Suara.com - Sepuluh anak tewas tersambar petir di sebuah kota terpencil di Uganda dekat perbatasan Kongo Uganda pada Kamis (27/7/2020).
Menyadur ABC News, anak-anak yang menjadi korban sambaran petir usianya berkisar antara 9 hingga 16 tahun.
Insiden tersebut terjadi ketika mereka berlindung dari hujan di rumah beratap ilalang saat petir menyambar pada Kamis malam.
Saat kejadian, mereka sedang bermain sepak bola di lapangan terdekat, kata Josephine Angucia, juru bicara polisi di wilayah Nil Barat Uganda. Empat anak lainnya terluka.
Baca Juga: Uganda Umumkan Kematian Pertama Akibat Virus Corona
Sambaran petir mematikan biasa dilaporkan di negara Afrika Timur tersebut selama musim hujan yang diikuti petir menggelegar.
Menurut para peneliti di Universitas Tel Aviv, Afrika mengalami badai petir yang lebih besar dan lebih sering karena suhu global meningkat.
Benua Afrika sudah memiliki banyak titik petir di dunia, dengan badai yang bisa sangat merusak dan terkadang mematikan.
Menurut laporan New York Times, pada bulan Februari tahun ini, sebuah kelompok konservasi melaporkan bahwa empat gorila gunung langka tersambar petir di Taman Nasional Mgahinga, Uganda.
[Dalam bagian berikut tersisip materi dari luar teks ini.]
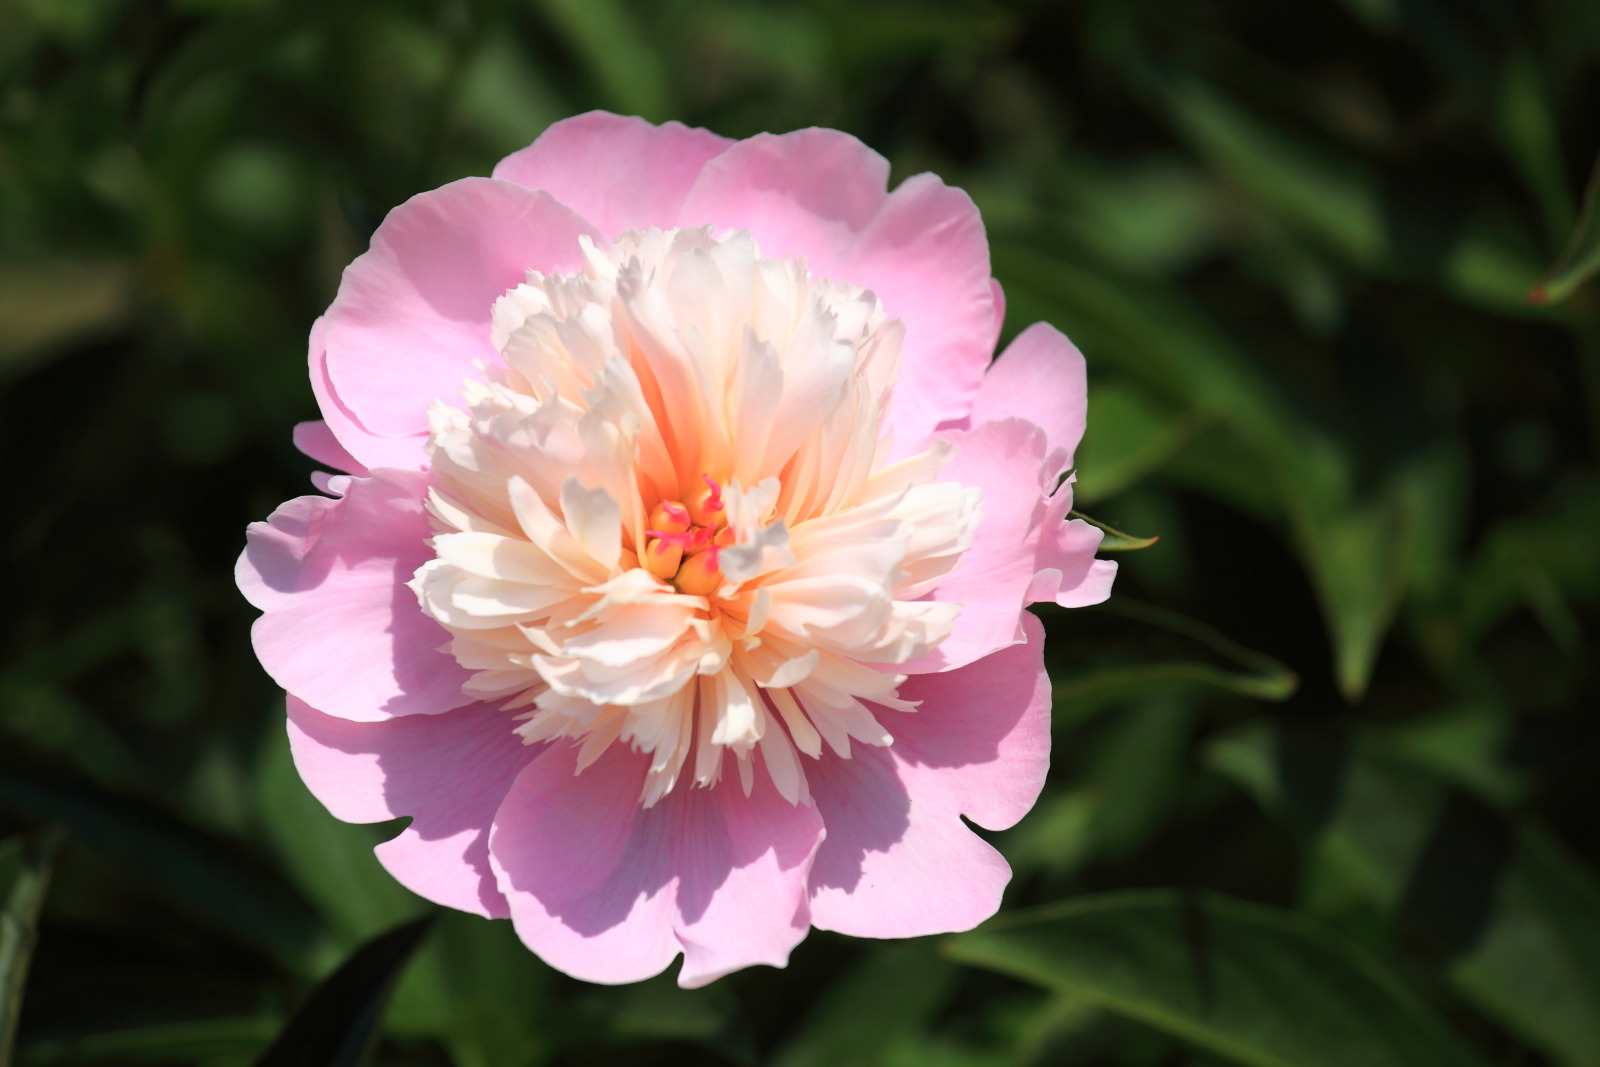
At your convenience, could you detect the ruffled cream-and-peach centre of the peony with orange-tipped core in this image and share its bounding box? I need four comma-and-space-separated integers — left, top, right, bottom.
411, 229, 978, 805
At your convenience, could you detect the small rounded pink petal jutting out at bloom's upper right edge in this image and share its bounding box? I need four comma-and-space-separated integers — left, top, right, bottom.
971, 322, 1088, 467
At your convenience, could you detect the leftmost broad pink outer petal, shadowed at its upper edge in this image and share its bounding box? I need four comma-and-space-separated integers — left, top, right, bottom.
235, 470, 469, 721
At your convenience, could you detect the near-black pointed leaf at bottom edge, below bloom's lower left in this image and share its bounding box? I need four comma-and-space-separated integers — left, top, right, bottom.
256, 917, 432, 1067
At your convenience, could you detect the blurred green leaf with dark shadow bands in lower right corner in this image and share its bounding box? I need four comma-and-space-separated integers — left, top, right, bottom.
1208, 723, 1600, 1067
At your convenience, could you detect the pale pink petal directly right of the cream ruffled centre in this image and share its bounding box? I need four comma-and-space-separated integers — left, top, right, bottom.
901, 419, 1046, 673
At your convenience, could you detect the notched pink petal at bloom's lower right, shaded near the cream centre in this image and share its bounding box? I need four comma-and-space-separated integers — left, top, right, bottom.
808, 614, 1050, 937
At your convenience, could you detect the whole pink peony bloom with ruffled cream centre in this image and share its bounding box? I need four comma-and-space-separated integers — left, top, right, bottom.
238, 114, 1115, 985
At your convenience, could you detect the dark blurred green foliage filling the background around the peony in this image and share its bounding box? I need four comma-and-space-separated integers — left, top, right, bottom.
0, 0, 1600, 1067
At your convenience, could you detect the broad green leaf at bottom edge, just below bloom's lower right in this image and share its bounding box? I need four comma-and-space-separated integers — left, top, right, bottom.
947, 889, 1482, 1067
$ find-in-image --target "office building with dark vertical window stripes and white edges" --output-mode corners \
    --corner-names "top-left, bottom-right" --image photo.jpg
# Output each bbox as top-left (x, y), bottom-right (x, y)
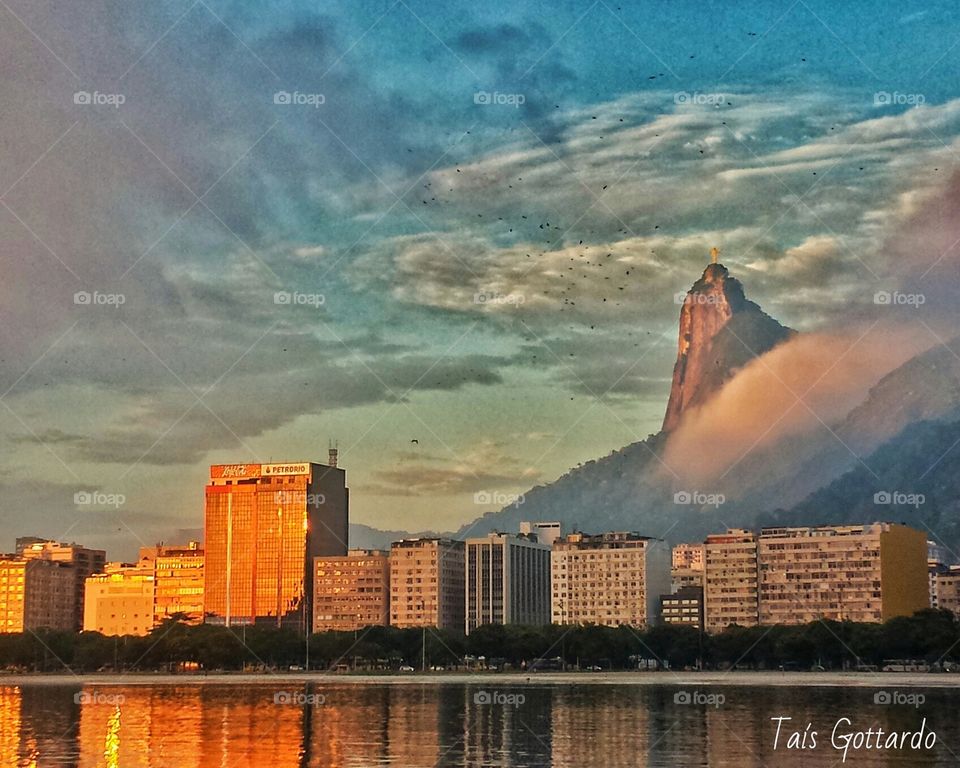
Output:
top-left (466, 531), bottom-right (550, 634)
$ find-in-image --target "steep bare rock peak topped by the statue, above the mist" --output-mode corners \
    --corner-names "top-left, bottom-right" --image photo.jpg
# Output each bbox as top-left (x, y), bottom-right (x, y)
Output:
top-left (663, 263), bottom-right (794, 432)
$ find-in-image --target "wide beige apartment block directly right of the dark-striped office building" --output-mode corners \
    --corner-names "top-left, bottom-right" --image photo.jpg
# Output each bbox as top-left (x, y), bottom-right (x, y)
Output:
top-left (550, 532), bottom-right (670, 627)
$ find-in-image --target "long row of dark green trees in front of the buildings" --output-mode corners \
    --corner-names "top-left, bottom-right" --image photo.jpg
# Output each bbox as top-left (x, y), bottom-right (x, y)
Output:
top-left (0, 610), bottom-right (960, 672)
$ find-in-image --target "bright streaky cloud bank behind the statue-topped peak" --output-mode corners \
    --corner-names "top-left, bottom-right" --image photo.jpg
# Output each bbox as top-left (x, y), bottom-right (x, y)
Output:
top-left (351, 91), bottom-right (960, 340)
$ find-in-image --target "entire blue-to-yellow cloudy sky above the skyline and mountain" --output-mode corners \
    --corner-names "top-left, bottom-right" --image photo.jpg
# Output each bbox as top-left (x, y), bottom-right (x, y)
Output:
top-left (0, 0), bottom-right (960, 558)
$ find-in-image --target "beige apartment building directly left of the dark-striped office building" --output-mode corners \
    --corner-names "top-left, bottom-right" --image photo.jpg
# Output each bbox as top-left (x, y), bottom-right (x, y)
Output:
top-left (390, 538), bottom-right (466, 632)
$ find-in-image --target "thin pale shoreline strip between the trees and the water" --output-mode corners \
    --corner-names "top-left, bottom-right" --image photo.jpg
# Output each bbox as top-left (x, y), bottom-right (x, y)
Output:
top-left (0, 670), bottom-right (960, 688)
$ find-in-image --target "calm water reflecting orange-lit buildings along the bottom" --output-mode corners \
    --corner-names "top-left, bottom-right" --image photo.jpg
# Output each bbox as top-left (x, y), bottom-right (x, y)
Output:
top-left (0, 676), bottom-right (960, 768)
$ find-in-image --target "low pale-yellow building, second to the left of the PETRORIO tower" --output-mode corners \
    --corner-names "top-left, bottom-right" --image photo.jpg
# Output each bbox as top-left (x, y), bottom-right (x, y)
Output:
top-left (83, 561), bottom-right (155, 635)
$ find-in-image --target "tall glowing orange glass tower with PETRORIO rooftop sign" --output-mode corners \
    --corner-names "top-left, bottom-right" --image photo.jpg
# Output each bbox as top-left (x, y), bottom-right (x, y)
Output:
top-left (204, 460), bottom-right (349, 631)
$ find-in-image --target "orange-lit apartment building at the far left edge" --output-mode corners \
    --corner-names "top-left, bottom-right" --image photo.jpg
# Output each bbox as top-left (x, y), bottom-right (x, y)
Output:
top-left (0, 555), bottom-right (76, 633)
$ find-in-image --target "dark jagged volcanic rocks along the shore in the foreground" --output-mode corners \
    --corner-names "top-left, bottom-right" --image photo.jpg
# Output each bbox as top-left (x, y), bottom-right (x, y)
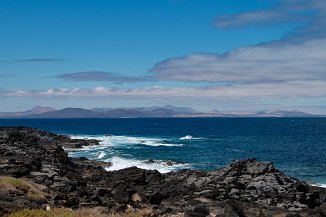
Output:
top-left (0, 127), bottom-right (326, 217)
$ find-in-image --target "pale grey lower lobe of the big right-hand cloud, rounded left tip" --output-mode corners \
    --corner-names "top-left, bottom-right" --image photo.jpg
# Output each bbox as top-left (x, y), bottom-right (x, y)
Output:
top-left (151, 39), bottom-right (326, 82)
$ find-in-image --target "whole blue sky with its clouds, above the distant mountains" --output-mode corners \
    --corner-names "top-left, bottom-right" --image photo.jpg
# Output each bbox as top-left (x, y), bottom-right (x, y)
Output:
top-left (0, 0), bottom-right (326, 114)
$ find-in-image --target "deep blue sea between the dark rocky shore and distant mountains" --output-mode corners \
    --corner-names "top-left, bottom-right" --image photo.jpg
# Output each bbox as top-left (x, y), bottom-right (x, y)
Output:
top-left (0, 118), bottom-right (326, 184)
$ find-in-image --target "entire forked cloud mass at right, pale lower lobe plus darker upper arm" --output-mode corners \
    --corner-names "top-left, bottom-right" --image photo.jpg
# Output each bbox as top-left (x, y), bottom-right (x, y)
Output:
top-left (150, 0), bottom-right (326, 85)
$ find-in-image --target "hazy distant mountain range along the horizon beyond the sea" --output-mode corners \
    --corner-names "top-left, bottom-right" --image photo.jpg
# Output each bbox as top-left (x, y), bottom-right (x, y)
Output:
top-left (0, 105), bottom-right (321, 118)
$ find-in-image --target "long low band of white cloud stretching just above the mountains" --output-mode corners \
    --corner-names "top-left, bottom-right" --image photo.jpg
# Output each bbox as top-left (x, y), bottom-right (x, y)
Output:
top-left (0, 81), bottom-right (326, 99)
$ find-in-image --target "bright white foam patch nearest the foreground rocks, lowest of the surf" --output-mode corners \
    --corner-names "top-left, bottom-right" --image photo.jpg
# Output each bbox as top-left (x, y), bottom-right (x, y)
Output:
top-left (105, 157), bottom-right (189, 173)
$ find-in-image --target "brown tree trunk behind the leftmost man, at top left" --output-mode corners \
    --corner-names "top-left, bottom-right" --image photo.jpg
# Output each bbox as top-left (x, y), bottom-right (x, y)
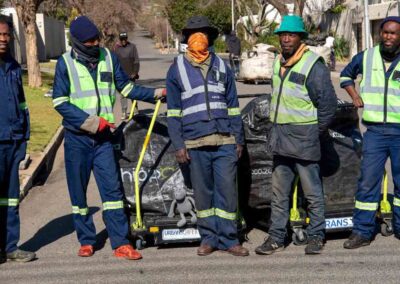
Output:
top-left (11, 0), bottom-right (44, 88)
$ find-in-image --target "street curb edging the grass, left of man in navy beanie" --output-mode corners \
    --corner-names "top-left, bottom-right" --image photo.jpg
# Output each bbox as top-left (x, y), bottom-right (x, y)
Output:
top-left (20, 126), bottom-right (64, 201)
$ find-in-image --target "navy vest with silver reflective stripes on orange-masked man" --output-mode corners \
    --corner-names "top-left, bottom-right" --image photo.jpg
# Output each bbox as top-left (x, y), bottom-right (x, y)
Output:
top-left (177, 55), bottom-right (228, 125)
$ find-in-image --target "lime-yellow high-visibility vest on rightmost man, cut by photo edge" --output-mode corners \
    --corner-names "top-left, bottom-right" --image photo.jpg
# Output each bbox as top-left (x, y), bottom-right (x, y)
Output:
top-left (360, 46), bottom-right (400, 123)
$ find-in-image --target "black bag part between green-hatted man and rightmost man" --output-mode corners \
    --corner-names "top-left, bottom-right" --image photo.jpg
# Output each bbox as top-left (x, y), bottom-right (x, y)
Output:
top-left (320, 101), bottom-right (362, 215)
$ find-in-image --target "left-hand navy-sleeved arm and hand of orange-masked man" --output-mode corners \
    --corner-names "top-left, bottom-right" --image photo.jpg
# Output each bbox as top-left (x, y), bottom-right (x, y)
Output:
top-left (167, 63), bottom-right (190, 163)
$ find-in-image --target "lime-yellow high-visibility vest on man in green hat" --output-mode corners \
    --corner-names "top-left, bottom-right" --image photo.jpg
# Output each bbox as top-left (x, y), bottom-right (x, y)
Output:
top-left (270, 51), bottom-right (321, 124)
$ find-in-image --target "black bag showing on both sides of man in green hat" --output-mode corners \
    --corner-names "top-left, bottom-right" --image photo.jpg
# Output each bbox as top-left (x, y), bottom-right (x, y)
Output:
top-left (239, 95), bottom-right (362, 228)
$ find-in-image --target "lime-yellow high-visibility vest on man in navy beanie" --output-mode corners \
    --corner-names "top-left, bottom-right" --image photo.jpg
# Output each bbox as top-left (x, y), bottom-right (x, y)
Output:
top-left (63, 48), bottom-right (116, 123)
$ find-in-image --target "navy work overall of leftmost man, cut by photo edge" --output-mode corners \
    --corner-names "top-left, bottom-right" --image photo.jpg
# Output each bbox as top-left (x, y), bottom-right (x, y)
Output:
top-left (0, 55), bottom-right (29, 253)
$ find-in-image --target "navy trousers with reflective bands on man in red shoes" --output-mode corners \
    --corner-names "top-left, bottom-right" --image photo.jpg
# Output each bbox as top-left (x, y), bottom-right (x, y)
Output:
top-left (64, 130), bottom-right (129, 249)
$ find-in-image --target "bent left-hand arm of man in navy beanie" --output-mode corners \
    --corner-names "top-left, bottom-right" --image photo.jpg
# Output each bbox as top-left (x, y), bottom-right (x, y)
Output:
top-left (53, 57), bottom-right (100, 134)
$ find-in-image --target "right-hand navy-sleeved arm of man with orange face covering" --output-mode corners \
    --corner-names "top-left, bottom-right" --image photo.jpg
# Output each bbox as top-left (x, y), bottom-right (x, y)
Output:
top-left (225, 62), bottom-right (244, 158)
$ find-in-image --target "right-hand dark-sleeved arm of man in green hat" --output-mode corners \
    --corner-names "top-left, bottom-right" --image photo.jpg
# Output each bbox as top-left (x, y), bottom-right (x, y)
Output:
top-left (306, 61), bottom-right (337, 135)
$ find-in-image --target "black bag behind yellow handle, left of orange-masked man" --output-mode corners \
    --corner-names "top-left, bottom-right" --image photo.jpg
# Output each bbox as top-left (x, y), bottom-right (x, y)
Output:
top-left (114, 113), bottom-right (193, 216)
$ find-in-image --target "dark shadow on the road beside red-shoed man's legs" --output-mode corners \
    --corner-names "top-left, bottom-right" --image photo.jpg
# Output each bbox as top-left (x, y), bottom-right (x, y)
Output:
top-left (20, 207), bottom-right (101, 252)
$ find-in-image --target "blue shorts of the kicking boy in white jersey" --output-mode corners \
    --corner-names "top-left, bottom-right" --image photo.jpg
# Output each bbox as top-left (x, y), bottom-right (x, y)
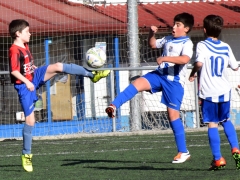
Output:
top-left (142, 70), bottom-right (184, 111)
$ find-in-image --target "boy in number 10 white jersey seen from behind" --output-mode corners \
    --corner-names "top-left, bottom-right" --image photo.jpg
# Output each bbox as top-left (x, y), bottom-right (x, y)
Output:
top-left (189, 15), bottom-right (240, 170)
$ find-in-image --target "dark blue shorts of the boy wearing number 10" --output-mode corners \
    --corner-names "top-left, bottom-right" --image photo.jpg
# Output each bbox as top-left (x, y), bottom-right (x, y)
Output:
top-left (202, 99), bottom-right (230, 123)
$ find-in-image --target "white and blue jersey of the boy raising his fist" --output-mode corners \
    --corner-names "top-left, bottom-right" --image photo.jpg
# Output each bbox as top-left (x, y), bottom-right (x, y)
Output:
top-left (156, 36), bottom-right (193, 86)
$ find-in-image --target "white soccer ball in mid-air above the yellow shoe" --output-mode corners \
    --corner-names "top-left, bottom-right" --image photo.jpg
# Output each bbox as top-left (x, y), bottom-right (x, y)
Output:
top-left (86, 47), bottom-right (107, 68)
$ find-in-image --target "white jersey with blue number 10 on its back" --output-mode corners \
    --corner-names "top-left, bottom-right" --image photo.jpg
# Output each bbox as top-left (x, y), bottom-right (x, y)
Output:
top-left (196, 38), bottom-right (238, 102)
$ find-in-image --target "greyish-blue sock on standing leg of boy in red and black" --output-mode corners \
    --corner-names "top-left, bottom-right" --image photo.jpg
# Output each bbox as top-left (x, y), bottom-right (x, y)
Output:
top-left (22, 124), bottom-right (33, 154)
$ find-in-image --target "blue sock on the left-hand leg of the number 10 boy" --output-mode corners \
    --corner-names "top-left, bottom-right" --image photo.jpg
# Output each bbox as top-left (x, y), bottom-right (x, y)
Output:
top-left (208, 128), bottom-right (222, 160)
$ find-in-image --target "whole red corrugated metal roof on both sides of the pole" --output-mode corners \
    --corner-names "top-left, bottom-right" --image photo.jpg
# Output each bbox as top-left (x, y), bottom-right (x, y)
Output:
top-left (0, 0), bottom-right (240, 34)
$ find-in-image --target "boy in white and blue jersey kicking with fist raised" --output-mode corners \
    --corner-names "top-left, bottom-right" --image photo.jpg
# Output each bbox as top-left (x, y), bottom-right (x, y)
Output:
top-left (106, 13), bottom-right (194, 163)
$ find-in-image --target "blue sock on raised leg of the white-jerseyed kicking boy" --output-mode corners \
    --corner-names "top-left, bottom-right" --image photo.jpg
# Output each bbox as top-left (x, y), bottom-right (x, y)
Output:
top-left (112, 84), bottom-right (138, 108)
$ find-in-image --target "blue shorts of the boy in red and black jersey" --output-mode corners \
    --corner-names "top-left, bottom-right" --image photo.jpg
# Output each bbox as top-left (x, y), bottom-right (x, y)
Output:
top-left (14, 66), bottom-right (48, 117)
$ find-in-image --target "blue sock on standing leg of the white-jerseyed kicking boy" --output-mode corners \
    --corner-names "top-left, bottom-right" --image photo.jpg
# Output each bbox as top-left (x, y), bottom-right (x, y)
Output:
top-left (170, 118), bottom-right (188, 153)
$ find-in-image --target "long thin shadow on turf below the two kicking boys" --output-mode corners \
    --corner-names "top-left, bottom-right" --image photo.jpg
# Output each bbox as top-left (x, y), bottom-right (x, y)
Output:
top-left (61, 159), bottom-right (171, 166)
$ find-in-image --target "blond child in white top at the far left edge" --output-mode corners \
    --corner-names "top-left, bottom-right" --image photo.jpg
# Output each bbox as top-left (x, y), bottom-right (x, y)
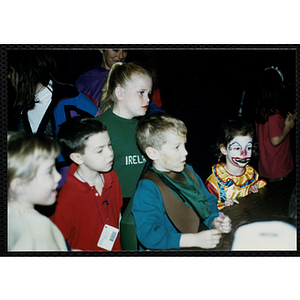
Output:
top-left (7, 132), bottom-right (67, 251)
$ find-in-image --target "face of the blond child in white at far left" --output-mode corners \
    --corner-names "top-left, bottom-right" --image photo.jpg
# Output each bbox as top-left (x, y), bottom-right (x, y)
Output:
top-left (24, 158), bottom-right (61, 206)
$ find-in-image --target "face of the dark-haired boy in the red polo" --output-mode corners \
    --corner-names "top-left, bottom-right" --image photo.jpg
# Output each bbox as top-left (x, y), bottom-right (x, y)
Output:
top-left (81, 131), bottom-right (114, 172)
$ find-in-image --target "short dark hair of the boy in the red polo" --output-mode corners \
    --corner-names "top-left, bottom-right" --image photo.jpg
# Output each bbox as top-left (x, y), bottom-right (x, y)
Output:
top-left (57, 117), bottom-right (106, 161)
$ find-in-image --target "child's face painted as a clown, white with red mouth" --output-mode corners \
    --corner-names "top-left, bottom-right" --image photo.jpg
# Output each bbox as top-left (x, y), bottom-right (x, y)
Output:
top-left (223, 135), bottom-right (252, 168)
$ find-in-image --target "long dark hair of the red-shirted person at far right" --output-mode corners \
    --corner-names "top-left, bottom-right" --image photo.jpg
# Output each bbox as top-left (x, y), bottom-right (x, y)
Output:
top-left (255, 67), bottom-right (287, 124)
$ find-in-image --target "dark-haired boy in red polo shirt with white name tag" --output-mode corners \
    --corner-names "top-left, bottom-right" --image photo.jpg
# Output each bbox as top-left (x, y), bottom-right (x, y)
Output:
top-left (51, 117), bottom-right (123, 251)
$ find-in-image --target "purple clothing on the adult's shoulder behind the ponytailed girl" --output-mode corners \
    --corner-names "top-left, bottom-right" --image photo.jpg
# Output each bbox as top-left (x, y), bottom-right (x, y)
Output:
top-left (75, 65), bottom-right (109, 104)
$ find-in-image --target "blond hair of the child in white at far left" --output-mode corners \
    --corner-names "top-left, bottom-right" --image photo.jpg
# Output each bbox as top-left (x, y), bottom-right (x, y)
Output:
top-left (7, 132), bottom-right (59, 198)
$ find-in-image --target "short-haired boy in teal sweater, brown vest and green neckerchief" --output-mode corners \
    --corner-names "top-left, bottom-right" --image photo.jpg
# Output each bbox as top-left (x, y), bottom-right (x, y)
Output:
top-left (132, 113), bottom-right (231, 250)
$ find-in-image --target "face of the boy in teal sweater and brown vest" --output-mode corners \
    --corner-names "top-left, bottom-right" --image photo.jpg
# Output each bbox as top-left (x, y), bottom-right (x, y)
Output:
top-left (154, 131), bottom-right (188, 172)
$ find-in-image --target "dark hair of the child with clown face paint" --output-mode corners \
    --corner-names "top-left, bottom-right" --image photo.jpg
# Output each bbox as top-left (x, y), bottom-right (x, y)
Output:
top-left (215, 119), bottom-right (256, 161)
Bencana sambaran petir paling besar terjadi pada tahun 2011, sebuah sekolah dasar di negara yang sama tersambar petir yang menewaskan 20 anak dan melukai hampir 100 orang. Banyak ruang kelas, terutama di daerah pedesaan, tidak dilengkapi dengan penangkal petir.
Baca Juga: Warga Uganda Lebih Banyak Dibunuh Polisi Ketimbang Virus Corona
Korban massal seperti itu jarang terjadi. Tetapi ahli meteorologi bertanya-tanya pada saat itu apakah badai petir menjadi lebih umum di Afrika pada era perubahan iklim.
Jawabannya, menurut penelitian baru, yang diterbitkan pada bulan Januari di American Meteorological Society's Journal of Climate, adalah ya.
Menurut temuan peneliti, peningkatan suhu di Afrika selama tujuh dekade terakhir berkorelasi dengan badai yang lebih besar dan lebih sering.
"Petir adalah pembunuh nomor 1 ketika kita berbicara tentang cuaca di negara tropis," kata Colin Price, profesor Ilmu Atmosfer di Universitas Tel Aviv dan penulis utama studi tersebut.
Tidak ada data terorganisir untuk korban sambaran petir yang mencakup seluruh Afrika, tetapi studi 2018 di delapan negara menyebutkan jumlah kematian sekitar 500 per tahun.
Secara global, diperkirakan berkisar dari 6.000 hingga 24.000 kematian per tahun.